• Kornum Conner posted an update 4 months, 1 week ago

    In almost any business undertaking, an owner may encounter multiple sweaty-palmed experiences. Customers may take part in multi-tiered assaults which range from vehement criticism of a product or service, censure for (the lack of) customer support, objection to time lag for delivering said service or product along with the broadcasting of other grievances. Obviously, an owner realizes that this comes with the precipitous territory of conducting business. However, it remains a humbling experience when interacting with a vociferous customer — a person who will let everyone know from relatives and friends to the Better Business Bureau concerning the perceived shortcomings of the business.

    Possibly the most daunting problem affecting an "it is not all what it’s cracked up to be" business owner is a payment that is late or never arrives. Consider the private school owner who reminds a parent concerning the monthly fee simply to receive this answer: "Just give me a couple more days." Think about a construction firm owner who seeks a periodic payment from the customer and is dismissed with "I will pay you when I could." Envision a gym owner who may need to perform back flips only to collect on that monthly payment.

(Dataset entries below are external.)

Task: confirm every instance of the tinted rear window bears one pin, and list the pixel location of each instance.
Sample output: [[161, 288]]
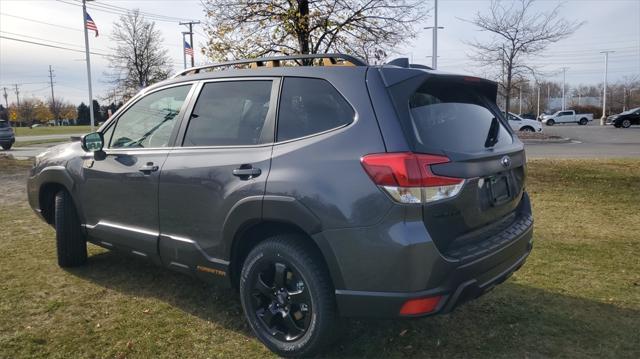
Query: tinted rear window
[[452, 116], [309, 106]]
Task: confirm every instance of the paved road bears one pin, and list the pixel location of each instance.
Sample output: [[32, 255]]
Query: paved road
[[592, 141]]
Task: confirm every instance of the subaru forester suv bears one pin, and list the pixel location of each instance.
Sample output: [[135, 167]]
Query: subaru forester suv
[[319, 186]]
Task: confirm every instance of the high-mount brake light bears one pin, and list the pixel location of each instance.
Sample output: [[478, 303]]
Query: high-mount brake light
[[407, 176]]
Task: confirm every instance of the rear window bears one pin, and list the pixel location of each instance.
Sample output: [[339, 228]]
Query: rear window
[[454, 117], [309, 106]]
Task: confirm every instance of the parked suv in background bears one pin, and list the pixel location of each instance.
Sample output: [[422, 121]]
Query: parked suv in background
[[625, 119], [518, 123], [333, 189], [7, 136]]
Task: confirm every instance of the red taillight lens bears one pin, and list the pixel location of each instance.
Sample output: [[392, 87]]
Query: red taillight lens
[[405, 169], [407, 176], [420, 306]]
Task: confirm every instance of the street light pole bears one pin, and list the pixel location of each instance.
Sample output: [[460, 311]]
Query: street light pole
[[88, 60], [435, 27], [604, 88], [564, 78]]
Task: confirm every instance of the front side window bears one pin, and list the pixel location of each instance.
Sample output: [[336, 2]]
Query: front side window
[[309, 106], [230, 113], [150, 121]]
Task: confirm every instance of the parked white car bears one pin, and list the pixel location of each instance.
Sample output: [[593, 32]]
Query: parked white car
[[567, 116], [518, 123]]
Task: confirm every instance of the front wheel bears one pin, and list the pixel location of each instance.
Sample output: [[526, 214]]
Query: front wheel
[[287, 297], [70, 241]]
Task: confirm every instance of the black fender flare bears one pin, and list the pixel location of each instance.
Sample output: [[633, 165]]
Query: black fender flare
[[282, 209]]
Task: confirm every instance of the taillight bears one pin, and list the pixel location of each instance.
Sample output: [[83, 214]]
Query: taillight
[[407, 176]]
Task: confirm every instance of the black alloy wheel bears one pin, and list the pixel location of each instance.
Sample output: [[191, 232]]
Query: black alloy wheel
[[281, 301]]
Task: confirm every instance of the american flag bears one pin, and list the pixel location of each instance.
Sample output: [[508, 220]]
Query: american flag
[[89, 24], [188, 49]]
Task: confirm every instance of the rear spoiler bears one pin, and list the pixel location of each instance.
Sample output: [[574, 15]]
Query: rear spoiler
[[415, 77]]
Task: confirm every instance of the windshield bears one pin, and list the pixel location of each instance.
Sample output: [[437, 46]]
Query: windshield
[[455, 117]]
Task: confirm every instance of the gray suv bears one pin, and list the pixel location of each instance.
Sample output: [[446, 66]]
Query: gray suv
[[319, 186]]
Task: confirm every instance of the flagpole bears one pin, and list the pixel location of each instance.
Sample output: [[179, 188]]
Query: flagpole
[[88, 60]]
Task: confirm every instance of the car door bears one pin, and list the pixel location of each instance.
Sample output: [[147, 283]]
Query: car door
[[120, 184], [220, 170]]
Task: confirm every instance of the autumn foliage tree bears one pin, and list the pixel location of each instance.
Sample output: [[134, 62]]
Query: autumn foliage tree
[[254, 28], [138, 59]]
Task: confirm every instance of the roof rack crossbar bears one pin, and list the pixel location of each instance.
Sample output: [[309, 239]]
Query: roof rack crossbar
[[259, 62]]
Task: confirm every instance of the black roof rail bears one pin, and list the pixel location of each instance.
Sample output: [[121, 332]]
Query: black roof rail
[[404, 62], [274, 61]]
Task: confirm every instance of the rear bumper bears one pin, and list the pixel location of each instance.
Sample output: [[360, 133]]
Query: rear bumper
[[465, 282]]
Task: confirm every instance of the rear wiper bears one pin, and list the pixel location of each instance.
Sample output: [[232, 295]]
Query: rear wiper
[[492, 136]]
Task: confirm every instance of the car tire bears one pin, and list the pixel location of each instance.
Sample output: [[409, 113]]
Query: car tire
[[70, 241], [300, 324]]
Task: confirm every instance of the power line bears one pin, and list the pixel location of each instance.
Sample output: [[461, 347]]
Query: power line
[[52, 46], [40, 38], [40, 22]]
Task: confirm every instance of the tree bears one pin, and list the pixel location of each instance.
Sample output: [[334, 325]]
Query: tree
[[517, 33], [254, 28], [139, 59]]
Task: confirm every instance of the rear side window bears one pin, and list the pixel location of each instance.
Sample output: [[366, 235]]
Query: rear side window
[[309, 106], [229, 113], [452, 116]]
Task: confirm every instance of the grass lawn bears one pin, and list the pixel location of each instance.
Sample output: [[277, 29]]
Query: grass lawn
[[577, 296], [53, 130]]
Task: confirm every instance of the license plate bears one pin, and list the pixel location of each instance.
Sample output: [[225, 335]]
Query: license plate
[[499, 189]]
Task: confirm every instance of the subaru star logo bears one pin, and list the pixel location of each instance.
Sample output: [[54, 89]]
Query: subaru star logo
[[505, 161]]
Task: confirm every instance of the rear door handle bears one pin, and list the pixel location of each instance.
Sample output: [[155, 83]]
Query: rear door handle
[[148, 168], [246, 172]]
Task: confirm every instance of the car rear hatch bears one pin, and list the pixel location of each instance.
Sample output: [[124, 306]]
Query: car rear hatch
[[456, 132]]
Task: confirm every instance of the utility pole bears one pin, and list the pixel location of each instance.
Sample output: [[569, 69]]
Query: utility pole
[[6, 101], [87, 58], [604, 88], [520, 100], [538, 114], [190, 24], [17, 94], [53, 99], [564, 80], [435, 27]]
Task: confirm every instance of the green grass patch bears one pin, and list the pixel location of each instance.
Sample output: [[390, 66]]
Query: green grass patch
[[578, 295], [51, 130]]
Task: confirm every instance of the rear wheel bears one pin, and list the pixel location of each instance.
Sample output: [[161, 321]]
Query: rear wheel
[[287, 297], [70, 241]]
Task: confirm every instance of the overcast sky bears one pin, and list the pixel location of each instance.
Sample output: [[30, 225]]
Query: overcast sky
[[610, 25]]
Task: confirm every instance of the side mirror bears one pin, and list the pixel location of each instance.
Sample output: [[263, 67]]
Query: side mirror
[[92, 142]]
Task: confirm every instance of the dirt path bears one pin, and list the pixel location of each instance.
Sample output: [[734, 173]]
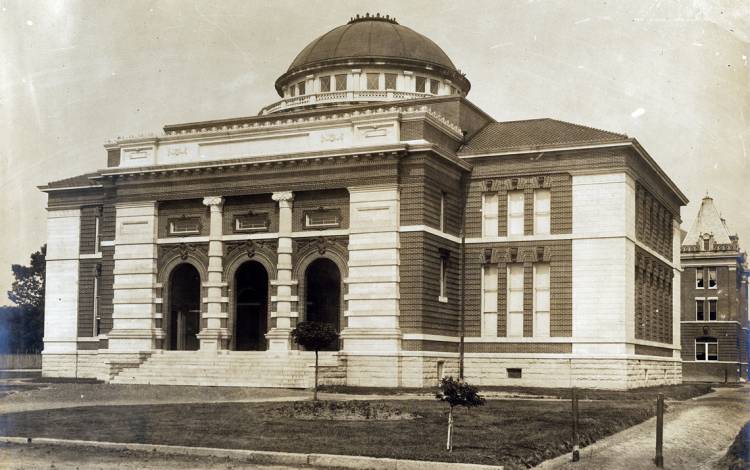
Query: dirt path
[[696, 434], [40, 456]]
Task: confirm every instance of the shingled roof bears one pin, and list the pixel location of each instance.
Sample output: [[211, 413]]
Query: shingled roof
[[535, 134], [708, 221]]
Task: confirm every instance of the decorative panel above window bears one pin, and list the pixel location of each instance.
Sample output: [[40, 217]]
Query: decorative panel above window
[[322, 218], [251, 222], [185, 226]]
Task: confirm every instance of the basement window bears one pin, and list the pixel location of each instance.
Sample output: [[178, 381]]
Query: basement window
[[184, 226]]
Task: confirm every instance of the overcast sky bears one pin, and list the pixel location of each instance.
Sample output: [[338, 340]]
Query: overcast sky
[[673, 74]]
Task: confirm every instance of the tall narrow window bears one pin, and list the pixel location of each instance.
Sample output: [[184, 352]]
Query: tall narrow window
[[542, 206], [390, 81], [700, 309], [341, 82], [541, 300], [699, 278], [325, 84], [515, 212], [434, 84], [712, 304], [419, 84], [515, 300], [489, 301], [706, 349], [443, 297], [489, 214], [373, 81], [97, 244], [443, 197]]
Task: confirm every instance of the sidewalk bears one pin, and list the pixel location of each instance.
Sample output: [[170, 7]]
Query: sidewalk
[[696, 434]]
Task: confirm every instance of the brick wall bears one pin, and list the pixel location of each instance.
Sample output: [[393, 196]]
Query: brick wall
[[558, 253], [653, 298]]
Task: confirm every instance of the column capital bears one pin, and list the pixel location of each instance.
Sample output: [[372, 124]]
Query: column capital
[[283, 196], [213, 201]]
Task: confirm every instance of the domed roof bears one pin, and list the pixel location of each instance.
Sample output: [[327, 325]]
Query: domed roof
[[371, 37]]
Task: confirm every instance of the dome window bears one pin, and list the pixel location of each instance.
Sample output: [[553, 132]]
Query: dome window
[[325, 84], [420, 85], [373, 81], [390, 81], [341, 82]]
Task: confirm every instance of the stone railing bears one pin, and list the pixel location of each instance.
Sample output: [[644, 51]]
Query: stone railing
[[341, 97]]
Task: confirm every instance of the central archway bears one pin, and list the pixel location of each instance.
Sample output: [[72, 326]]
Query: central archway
[[185, 308], [251, 307], [323, 294]]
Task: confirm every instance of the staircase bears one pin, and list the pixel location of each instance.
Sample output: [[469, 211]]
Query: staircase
[[294, 369]]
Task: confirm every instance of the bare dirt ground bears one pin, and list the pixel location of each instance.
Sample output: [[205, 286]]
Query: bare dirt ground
[[697, 434], [41, 456]]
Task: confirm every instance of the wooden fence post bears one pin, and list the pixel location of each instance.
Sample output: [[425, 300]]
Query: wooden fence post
[[574, 400], [659, 459]]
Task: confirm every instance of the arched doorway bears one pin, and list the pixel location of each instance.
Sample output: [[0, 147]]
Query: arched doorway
[[251, 307], [323, 294], [185, 308]]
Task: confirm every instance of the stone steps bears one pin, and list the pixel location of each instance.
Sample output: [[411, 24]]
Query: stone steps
[[243, 369]]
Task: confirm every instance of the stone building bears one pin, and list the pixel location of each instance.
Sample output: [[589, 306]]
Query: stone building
[[373, 195], [714, 300]]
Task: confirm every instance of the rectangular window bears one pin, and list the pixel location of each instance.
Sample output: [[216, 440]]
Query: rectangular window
[[96, 306], [322, 218], [515, 212], [184, 226], [443, 297], [325, 84], [443, 197], [373, 81], [542, 205], [489, 215], [419, 84], [515, 300], [341, 82], [251, 222], [541, 300], [706, 349], [434, 86], [390, 81], [489, 301]]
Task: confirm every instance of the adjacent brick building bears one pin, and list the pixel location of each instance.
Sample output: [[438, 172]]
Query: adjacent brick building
[[376, 197], [714, 300]]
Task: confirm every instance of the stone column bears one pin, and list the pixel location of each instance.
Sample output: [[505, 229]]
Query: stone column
[[278, 336], [213, 335]]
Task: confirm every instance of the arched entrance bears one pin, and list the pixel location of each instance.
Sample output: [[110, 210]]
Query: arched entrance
[[185, 308], [323, 294], [251, 307]]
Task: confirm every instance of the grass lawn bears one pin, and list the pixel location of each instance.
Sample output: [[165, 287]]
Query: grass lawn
[[517, 434]]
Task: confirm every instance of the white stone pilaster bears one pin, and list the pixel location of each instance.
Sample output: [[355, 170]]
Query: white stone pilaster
[[278, 336], [213, 335], [134, 313], [61, 294], [373, 280]]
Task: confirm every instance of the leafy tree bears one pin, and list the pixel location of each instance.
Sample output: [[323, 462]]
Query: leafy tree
[[28, 288], [457, 393], [314, 336], [22, 326]]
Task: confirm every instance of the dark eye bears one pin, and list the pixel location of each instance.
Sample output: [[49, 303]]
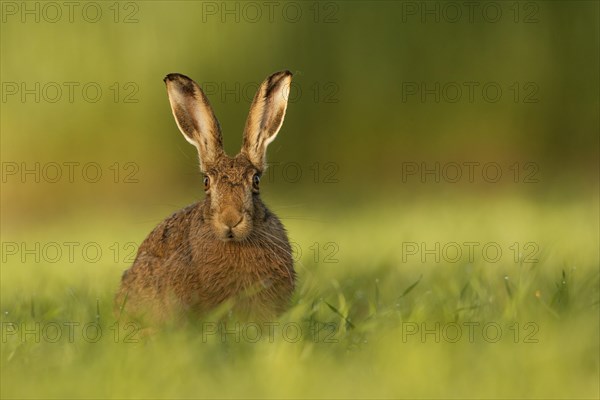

    Whether intentionally or even necessity, there seems to exist a bandwagon of customers who might not so readily depart with their money irrespective of their obligation or what’s morally perfect. This lamentable circumstance (i.e., once an operator cannot effectively collect money that is due) seriously hampers cash flow — a company’ lifeline, crucial for its energy. When company expenditures outpace revenues (negatively affected by late or non-payments), commercial failure is all but guaranteed.

    There exists two key ways in dealing with an undesirable customer whose money remains elusive. Many companies still adopt the collections process — if they perform this task in-house or contract with outside agencies. If the company opts to contact the customer directly, invoice after bill may be forwarded which is very labor-intensive and costly. An owner should think about the expense of invoices, postage, late notices and set calls, and the time that it takes personnel to meet this obligation (and the concomitant cover / benefits such personnel are accruing). Outside

    save money aren’t necessarily an advantageous option. They generally maintain at least 25 percent of an owner’s deserved gain.

    The next way of managing the money flow-challenging customer is based on the assumption that a company owner must be proactive. He/she should realize the advantages of automatic payments, and how this process could more readily prevent the "Dear client, please pay me" letter.

    Automated payments are a car where a customer’s account is automatically debited and transferred to an owner’s account on the exact date that a payment is due. Upon the decision to purchase a product or utilize a service, a prospective customer signals a simple release form, giving permission to transfer payment on a specific due date. The client selects how to pay, most notably with checks or credit cards.

    One alternative is via paper drafts which might be issued via appropriate software and delivered to the owner so he/she can deposit them (as if they were paper checks) or sent directly to the owner’ bank. The processing provider acquires the clients’ banking info and converts the information to the proper bank draft.